Accompagnez-moi, ô miséricordieux Sauveur, jusqu’au seuil de l’éternité, endormez mon âme sur votre sein comme une mère endort sur le sien son petit enfant, qu’elle ne soit pas un seul instant séparée de vous, et qu’en s’éveillant elle voie commencer pour elle les inénarrables délices de l’éternelle communion du ciel.
Ô Marie, Vierge immaculée, vous qui seule avez bien compris et dignement apprécié le don divin de l’Eucharistie, vous qui après l’ascension de votre divin Fils, le retrouviez chaque jour avec tant de joie et de bonheur dans ce sacrement d’amour, vous dont l’Eucharistie était la consolation et la vie, voyez combien ce pain sacré m’est cher et nécessaire, ne permettez pas que j’en sois privé, s’il faut l’acquerir par des souffrances et par des sacrifices, le manger pour ainsi dire à la sueur de mon front.
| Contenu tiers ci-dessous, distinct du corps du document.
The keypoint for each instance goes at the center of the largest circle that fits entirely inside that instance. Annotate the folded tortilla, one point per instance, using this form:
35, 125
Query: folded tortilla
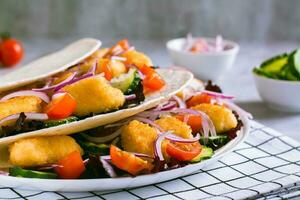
49, 65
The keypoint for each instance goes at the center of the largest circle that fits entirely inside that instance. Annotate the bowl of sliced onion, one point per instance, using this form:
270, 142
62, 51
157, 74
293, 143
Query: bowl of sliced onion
207, 58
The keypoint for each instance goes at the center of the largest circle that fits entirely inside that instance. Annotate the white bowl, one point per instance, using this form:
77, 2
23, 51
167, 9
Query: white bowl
206, 66
279, 94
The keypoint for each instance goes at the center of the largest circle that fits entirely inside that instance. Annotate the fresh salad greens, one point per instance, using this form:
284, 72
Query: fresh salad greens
282, 67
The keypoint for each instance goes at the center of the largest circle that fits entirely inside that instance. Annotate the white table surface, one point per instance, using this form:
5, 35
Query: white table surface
238, 81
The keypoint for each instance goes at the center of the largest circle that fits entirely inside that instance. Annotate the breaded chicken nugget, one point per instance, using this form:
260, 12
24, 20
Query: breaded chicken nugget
37, 151
178, 127
20, 104
95, 95
138, 137
222, 117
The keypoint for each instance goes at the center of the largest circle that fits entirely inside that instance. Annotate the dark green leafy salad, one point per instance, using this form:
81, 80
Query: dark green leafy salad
187, 129
281, 67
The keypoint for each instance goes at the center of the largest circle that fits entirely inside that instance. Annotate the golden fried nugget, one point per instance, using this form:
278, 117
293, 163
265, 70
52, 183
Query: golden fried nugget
95, 95
138, 137
178, 127
37, 151
20, 104
222, 118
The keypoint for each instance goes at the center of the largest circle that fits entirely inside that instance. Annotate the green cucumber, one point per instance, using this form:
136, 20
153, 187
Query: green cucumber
51, 123
214, 141
25, 173
275, 64
128, 82
205, 153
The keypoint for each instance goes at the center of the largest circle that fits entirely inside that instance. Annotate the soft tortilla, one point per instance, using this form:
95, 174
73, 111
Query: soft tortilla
176, 80
50, 64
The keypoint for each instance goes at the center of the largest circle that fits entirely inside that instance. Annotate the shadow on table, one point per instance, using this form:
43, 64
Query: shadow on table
260, 110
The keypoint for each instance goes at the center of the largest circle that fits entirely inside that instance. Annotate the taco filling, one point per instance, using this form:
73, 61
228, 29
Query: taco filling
186, 129
110, 79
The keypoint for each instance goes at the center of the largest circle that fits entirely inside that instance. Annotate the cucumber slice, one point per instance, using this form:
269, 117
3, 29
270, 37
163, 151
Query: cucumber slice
127, 82
205, 153
275, 64
294, 62
214, 142
19, 172
51, 123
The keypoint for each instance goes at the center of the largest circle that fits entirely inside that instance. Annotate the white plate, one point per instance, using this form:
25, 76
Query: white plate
120, 183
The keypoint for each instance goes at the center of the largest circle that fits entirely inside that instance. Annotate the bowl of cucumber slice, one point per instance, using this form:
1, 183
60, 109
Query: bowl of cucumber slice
278, 81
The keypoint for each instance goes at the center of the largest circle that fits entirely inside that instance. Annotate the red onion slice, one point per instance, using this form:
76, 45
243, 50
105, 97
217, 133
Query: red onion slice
59, 85
107, 166
180, 102
130, 97
217, 95
41, 95
238, 109
176, 138
29, 116
104, 138
118, 58
148, 121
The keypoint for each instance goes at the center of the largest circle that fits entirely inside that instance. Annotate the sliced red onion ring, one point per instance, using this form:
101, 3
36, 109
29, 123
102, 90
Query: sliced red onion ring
180, 102
148, 121
41, 95
217, 95
108, 168
58, 95
141, 155
166, 106
176, 138
238, 109
118, 58
49, 166
59, 85
130, 97
30, 116
157, 145
104, 138
3, 173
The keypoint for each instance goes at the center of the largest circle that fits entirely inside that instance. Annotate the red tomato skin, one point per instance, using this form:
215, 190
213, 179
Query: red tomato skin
11, 52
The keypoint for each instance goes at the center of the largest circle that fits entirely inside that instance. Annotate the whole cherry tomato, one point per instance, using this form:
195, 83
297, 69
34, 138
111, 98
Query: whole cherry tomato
11, 52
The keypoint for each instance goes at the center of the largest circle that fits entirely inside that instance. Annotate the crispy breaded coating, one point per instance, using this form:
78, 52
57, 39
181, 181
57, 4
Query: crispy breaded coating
138, 137
95, 95
222, 117
178, 127
20, 104
41, 150
137, 58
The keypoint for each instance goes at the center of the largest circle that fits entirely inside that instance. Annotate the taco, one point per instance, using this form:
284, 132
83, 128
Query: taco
81, 87
186, 129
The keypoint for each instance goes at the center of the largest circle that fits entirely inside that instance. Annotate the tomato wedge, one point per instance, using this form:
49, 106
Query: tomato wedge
183, 151
198, 99
128, 161
194, 121
153, 82
61, 107
71, 166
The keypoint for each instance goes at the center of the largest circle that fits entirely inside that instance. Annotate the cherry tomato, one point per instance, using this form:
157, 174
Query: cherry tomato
153, 82
128, 161
71, 166
194, 121
61, 107
11, 52
183, 151
198, 99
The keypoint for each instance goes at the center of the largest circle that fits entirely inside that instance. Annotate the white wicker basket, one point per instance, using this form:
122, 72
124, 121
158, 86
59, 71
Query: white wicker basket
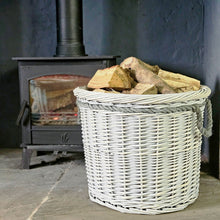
142, 152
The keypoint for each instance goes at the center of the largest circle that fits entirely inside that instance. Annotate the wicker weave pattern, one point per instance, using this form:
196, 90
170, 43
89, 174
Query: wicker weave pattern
142, 163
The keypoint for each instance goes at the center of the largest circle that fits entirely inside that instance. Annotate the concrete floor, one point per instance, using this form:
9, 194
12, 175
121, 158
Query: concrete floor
59, 191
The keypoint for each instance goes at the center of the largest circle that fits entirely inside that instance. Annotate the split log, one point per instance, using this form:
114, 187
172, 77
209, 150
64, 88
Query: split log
143, 89
179, 82
113, 77
143, 74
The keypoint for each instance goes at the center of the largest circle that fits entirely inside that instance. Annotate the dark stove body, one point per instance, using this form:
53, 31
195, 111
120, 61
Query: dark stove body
58, 137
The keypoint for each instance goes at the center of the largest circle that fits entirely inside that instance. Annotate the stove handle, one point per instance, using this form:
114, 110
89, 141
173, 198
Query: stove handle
21, 113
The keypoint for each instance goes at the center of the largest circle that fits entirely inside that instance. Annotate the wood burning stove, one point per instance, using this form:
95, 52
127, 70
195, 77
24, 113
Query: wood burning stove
49, 116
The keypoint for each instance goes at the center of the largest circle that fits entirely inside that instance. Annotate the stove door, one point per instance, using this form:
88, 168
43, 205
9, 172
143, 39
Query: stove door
52, 101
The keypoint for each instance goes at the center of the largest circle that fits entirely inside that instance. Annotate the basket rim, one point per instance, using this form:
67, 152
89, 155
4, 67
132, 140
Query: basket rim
85, 94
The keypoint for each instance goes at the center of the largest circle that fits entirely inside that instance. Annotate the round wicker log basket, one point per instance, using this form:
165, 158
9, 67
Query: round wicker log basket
142, 152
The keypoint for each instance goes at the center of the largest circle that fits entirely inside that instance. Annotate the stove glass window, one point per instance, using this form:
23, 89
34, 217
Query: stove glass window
52, 100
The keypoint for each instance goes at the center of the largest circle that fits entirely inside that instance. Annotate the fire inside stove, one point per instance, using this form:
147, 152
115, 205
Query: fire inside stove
52, 100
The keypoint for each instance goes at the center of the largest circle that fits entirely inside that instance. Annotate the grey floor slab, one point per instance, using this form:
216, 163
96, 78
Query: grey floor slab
59, 191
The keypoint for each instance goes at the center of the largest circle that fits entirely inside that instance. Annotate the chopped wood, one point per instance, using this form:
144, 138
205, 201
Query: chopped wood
144, 88
178, 81
113, 77
144, 74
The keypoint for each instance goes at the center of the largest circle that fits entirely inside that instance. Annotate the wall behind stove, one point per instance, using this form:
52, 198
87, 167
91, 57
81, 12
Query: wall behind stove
167, 33
27, 28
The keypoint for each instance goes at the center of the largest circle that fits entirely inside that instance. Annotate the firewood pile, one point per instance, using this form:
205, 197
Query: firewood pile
134, 76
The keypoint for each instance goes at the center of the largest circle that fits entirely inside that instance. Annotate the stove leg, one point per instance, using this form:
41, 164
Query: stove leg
26, 158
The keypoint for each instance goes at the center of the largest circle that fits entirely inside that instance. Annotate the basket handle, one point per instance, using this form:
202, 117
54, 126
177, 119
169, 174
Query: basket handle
207, 132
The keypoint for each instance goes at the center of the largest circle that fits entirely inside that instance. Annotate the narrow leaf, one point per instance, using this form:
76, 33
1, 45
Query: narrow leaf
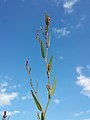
53, 87
42, 30
42, 116
50, 62
49, 37
42, 49
36, 101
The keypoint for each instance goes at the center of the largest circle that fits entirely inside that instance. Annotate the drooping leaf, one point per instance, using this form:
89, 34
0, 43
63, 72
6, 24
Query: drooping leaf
42, 30
53, 87
29, 71
42, 49
36, 101
50, 62
49, 37
42, 116
38, 116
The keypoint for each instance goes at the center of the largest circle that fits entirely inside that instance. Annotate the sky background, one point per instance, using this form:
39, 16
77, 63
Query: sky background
70, 46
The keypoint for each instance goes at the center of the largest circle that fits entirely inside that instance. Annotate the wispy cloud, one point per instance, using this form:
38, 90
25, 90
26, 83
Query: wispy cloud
78, 114
56, 2
68, 5
56, 101
10, 113
5, 99
27, 96
61, 58
83, 81
61, 32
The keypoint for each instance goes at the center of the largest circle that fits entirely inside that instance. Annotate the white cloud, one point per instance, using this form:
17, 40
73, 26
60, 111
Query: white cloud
82, 17
61, 32
78, 25
57, 2
10, 113
88, 66
7, 77
87, 119
5, 99
5, 84
83, 81
68, 5
56, 101
3, 90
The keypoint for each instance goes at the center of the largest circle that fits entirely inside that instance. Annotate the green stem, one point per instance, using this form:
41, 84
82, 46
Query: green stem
47, 105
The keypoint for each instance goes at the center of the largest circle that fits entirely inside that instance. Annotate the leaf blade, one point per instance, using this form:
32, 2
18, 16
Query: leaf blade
42, 49
36, 101
53, 87
50, 62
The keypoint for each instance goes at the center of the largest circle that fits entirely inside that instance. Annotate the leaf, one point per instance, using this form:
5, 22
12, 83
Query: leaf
50, 62
42, 49
42, 30
49, 37
42, 116
36, 101
53, 87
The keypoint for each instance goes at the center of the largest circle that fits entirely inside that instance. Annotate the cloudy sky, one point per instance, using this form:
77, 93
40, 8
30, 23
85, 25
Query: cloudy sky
70, 46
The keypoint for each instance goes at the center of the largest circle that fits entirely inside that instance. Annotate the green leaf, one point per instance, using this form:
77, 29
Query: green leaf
42, 116
36, 101
42, 30
49, 37
50, 62
42, 49
53, 87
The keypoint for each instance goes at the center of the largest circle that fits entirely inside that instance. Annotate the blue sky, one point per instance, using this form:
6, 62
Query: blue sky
70, 46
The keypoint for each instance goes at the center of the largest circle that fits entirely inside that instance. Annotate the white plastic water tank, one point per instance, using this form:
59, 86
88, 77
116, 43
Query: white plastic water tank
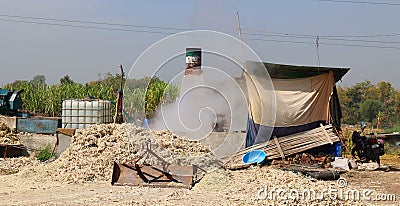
79, 114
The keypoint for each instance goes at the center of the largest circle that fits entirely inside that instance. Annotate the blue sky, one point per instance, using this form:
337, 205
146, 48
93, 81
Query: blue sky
28, 49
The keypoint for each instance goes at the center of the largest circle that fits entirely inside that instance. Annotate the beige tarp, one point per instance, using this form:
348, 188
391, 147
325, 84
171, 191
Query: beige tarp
294, 101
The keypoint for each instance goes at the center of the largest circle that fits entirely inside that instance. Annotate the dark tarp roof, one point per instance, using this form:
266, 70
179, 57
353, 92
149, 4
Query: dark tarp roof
281, 71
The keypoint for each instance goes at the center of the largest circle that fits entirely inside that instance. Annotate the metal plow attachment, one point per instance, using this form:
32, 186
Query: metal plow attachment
155, 176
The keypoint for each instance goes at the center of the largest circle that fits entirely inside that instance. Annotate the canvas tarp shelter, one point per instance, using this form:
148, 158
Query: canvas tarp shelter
290, 99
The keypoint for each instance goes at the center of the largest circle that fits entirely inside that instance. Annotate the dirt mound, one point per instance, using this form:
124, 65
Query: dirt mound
93, 150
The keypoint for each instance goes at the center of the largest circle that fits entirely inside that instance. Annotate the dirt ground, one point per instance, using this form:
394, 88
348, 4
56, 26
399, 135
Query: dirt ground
31, 187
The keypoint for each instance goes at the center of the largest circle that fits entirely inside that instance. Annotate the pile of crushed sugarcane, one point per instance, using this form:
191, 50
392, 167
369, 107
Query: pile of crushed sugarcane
93, 151
14, 165
7, 136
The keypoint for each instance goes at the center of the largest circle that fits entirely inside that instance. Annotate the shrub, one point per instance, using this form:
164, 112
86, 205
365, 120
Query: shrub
45, 153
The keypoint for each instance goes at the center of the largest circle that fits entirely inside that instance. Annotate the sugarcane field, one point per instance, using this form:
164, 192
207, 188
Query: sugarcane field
199, 103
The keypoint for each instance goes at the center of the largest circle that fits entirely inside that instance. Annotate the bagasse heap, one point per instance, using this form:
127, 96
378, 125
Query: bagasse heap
93, 150
7, 136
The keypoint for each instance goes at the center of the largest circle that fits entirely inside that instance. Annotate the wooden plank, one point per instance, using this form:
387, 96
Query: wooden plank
292, 144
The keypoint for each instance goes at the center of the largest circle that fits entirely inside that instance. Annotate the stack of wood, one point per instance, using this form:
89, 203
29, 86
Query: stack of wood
288, 145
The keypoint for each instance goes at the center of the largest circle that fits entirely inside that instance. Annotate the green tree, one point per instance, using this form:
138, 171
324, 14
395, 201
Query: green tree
370, 109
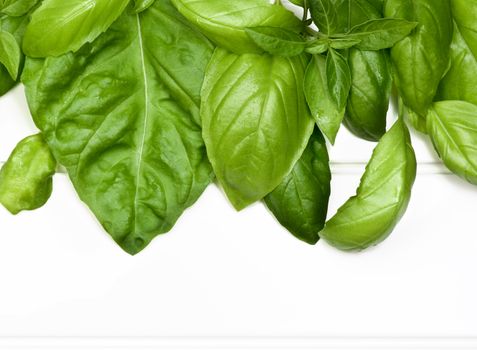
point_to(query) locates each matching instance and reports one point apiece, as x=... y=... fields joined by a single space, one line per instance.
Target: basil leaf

Vous le savez, ô tendre Mère, je ne les refuse pas, je sais que la communion fréquente est un engagement aux souffrances et au martyre du cœur, et qu’en communiant à la chair et au sang de votre divin Fils, je dois communier à ses douleurs et à son esprit, qui est l’esprit de la croix.
Obtenez-moi la grâce, ô Vierge sainte, d’être généreux et de ne pas reculer devant les sacrifices ; mais obtenez-moi également celle de ne pas être privé de la seule consolation qui puisse les adoucir et les rendre faciles, la sainte communion.
Et puis, ô tendre Mère, ayez pitié de l’indigence de votre enfant, et offrez à votre divin Fils toutes les richesses de votre cœur immaculé pour suppléer à ce qui me manque quand je me dispose à le recevoir, ou que j’ai le bonheur de le posséder. Ainsi soit-il.